Так или иначе, одним из последствий моего решения было то, что я стал ходить в колледж ежедневно, гулял по Грин-парку и по улицам, беседуя со знакомыми или разговаривая со случайными встречными на общие темы.
Обычно я устраивался в большом зале колледжа и стоял, прислонясь к батарее, расстегнув поношенное пальто, и мой холодный, враждебный взгляд скользил по лицам проходивших мимо. Студенты младших курсов выделялись своей подростковой угловатой неуклюжестью; студенты постарше держались уверенно и были одеты поприличнее. Спорящие собирались кучками, которые так же быстро распадались по окончании спора. Воздух полнился шарканьем, болтовней и шумами самого неопределенного характера. После часового сидения на лекции студенты, выйдя в коридор и порывшись по карманам, жадно закуривали или с изъявлениями благодарности стреляли сигарету у приятеля. Студенты-богословы из Блэкрока и Рэтфарнэма, все в черном и в котелках, чинно проходили цепочкой и выходили через заднюю дверь, за которой обычно оставляли свои велосипеды с железными педалями. Потупив взоры, проходили послушники и монахини, с румяными молодыми лицами, затененными клобуками, чтобы провести перерыв между лекциями в специальной раздевалке, предаваясь благочестивым размышлениям. Иногда вспыхивала шумная, гогочущая возня, прерываемая пронзительным криком случайно поранившегося в потасовке. В дождливые дни повсюду витал малоприятный запах сырости, благоухание сохнущей прямо на теле одежды. Часы были хорошо видны, однако время объявлял прислужник в ливрее, появлявшийся из маленькой комнаты и стене и звонивший в пронзительно трезвонящий колокольчик, похожий на те, что бывают у аукционеров и уличных разносчиков; колокольчик нужен был затем, чтобы дать знать знаменитым профессорам, блуждавшим в лабиринтах тонких умозаключений, что пора прервать свои размышления.
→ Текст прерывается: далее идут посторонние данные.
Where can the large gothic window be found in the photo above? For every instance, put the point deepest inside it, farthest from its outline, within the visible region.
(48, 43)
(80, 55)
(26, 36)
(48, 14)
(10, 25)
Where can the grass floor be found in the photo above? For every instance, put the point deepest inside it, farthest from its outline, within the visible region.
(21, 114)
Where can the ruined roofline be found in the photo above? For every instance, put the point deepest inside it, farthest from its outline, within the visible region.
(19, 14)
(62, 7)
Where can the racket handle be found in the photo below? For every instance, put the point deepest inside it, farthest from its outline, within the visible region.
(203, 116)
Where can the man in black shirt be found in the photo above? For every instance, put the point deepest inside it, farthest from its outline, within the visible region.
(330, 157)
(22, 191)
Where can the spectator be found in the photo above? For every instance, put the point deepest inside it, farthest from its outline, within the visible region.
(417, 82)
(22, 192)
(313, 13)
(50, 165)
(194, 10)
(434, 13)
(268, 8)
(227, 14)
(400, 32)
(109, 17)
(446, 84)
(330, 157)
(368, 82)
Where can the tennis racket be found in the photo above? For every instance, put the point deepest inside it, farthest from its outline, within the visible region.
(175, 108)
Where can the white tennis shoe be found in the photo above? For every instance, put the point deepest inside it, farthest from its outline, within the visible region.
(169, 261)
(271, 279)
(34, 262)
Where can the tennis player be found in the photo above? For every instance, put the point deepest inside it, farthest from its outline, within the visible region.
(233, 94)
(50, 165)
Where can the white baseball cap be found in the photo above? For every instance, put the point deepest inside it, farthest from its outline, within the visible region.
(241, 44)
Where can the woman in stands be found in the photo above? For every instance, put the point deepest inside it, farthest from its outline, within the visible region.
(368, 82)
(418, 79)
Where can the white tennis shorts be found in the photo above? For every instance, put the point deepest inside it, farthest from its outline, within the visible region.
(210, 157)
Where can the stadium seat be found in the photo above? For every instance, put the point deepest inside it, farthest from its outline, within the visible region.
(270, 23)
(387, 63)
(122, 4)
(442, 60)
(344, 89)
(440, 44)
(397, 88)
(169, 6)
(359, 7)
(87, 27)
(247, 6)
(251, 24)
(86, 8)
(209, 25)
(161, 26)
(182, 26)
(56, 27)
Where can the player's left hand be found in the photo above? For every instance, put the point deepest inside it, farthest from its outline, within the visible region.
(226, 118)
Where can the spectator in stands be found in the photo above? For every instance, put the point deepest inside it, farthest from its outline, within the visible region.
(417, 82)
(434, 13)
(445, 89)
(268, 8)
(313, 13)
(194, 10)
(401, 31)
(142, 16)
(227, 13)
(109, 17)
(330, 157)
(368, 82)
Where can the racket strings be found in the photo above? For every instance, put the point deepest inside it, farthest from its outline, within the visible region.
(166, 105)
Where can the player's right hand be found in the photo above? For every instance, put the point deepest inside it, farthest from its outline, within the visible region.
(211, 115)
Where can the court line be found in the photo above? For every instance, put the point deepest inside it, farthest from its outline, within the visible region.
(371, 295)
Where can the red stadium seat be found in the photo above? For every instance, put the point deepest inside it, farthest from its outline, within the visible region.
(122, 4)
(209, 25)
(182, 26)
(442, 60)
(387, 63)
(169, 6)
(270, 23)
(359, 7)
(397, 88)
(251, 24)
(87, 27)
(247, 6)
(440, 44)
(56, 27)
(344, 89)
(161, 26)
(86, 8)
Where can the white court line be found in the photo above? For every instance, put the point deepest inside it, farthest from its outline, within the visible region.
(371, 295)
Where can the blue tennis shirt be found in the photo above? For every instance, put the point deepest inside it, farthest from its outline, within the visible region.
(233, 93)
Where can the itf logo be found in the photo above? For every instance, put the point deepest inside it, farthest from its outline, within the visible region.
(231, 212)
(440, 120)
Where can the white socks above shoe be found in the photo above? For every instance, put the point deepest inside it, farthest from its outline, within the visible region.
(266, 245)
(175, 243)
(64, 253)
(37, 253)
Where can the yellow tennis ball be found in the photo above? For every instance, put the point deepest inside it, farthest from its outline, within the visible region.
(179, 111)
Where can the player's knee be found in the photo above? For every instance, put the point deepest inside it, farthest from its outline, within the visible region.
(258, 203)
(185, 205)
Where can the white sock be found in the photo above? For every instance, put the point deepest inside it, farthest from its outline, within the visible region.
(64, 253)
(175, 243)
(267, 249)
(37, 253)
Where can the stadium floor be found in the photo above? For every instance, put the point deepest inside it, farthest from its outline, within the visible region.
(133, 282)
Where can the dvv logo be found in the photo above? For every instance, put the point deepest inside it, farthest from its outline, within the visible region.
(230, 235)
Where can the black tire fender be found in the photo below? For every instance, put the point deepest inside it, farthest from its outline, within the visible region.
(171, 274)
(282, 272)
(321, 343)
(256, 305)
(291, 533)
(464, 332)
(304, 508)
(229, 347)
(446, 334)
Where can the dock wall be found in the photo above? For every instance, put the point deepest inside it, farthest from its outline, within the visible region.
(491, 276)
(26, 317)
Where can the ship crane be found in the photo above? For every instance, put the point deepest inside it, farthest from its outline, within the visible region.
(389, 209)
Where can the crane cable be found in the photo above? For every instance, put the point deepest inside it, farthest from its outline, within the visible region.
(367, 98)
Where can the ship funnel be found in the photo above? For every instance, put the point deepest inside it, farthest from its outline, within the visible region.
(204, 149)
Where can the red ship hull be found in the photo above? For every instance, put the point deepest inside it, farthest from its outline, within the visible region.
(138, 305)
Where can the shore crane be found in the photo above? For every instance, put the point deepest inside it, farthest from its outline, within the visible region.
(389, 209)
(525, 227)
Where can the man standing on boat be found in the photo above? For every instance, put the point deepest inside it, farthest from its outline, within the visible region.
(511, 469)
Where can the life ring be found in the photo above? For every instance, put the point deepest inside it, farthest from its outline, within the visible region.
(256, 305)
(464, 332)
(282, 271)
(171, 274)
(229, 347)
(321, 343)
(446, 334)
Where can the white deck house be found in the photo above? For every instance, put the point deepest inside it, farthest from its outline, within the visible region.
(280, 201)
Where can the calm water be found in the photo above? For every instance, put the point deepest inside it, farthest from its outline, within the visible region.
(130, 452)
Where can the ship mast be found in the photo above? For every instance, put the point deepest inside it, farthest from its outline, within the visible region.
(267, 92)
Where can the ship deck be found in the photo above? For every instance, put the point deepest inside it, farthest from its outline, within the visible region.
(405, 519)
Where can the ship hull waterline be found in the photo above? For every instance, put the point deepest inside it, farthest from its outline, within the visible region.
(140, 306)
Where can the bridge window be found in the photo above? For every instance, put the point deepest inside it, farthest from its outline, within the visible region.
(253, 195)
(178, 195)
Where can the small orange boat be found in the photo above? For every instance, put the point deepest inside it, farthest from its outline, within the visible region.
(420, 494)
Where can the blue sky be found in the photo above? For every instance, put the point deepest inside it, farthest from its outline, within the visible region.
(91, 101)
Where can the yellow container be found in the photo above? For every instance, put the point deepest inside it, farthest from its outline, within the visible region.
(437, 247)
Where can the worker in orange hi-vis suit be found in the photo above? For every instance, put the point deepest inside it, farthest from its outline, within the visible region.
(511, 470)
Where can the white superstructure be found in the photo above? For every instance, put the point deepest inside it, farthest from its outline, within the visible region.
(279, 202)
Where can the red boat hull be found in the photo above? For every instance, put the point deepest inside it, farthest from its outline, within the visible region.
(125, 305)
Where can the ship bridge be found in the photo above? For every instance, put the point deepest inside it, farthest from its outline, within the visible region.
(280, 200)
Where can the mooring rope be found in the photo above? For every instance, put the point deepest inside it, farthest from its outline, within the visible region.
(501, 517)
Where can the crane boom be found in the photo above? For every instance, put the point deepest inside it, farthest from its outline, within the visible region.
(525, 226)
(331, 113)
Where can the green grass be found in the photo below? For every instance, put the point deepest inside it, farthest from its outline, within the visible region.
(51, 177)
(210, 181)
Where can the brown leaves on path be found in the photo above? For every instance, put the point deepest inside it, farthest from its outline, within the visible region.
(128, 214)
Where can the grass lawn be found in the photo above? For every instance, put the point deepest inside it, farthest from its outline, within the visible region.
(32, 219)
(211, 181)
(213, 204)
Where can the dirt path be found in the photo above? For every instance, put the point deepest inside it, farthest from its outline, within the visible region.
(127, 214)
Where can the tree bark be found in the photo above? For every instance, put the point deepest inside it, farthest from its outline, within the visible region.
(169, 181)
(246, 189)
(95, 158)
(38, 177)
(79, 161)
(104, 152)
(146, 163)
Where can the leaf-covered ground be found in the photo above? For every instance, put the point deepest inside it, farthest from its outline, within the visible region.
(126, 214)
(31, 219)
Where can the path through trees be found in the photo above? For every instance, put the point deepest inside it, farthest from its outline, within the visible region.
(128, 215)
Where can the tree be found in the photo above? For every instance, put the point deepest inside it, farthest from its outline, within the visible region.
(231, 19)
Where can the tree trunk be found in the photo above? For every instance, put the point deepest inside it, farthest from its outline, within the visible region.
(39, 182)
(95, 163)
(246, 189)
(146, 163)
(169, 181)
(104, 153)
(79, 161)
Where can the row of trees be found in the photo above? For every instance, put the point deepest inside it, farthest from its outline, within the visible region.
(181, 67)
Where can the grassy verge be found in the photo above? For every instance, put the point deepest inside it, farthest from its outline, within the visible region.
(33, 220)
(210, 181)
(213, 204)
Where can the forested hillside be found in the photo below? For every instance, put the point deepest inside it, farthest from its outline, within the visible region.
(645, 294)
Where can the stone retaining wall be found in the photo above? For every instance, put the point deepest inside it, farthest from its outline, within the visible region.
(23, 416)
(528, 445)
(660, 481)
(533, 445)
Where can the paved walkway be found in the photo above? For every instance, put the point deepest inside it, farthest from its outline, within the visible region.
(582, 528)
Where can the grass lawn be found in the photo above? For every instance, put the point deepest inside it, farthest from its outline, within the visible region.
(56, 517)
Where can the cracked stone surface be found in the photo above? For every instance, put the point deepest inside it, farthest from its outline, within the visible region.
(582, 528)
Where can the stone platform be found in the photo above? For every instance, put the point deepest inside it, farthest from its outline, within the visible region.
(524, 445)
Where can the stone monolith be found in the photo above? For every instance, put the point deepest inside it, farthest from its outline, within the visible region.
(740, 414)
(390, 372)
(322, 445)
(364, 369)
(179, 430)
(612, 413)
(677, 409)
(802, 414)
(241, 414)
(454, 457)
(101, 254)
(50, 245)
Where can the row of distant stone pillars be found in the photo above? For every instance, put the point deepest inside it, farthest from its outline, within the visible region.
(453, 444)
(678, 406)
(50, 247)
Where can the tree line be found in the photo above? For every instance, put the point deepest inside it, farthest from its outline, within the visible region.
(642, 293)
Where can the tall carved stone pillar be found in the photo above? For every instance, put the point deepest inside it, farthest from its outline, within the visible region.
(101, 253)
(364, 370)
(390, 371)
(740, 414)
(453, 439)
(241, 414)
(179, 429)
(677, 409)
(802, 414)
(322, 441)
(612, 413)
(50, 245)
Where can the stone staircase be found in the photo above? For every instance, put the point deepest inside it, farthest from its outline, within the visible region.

Как-то днем я заметил фигуру Бринсли, внимательно слушавшего невысокого светловолосого человека, быстро приобретавшего в районе Лейнстер-сквер репутацию автора прекрасных стихов, чем-то сходных с первосортной поэзией другого автора — американца мистера Паунда. Он говорил непринужденно, сопровождая свою речь резкими жестами. Я решительно подошел и представился. Фамилия светловолосого человечка была Донахи. Завязался изысканный общий разговор, в котором то и дело мелькали французские словечки и предметом которого было превосходство современной американской и ирландской литературы над низкопробными произведениями писателей-англичан. Святое имя также часто упоминалось, не припомню, впрочем, в какой связи. Бринсли, чье образование и содержание оплачивало его родное графство — по фартингу с фунта, чтобы дать возможность нуждающимся и многообещающим молодым людям вкусить благ университетской учености, — Бринсли сказал, что готов угостить меня и Донахи пинтой портера на брата, объяснив, что недавно получил деньги. Я заметил, что, если его финансы позволяют совершить столь благородный шаг, я не возражаю, но что касается лично меня, то я отнюдь не Рокфеллер — фигура речи, призванная выразить стесненность моих обстоятельств.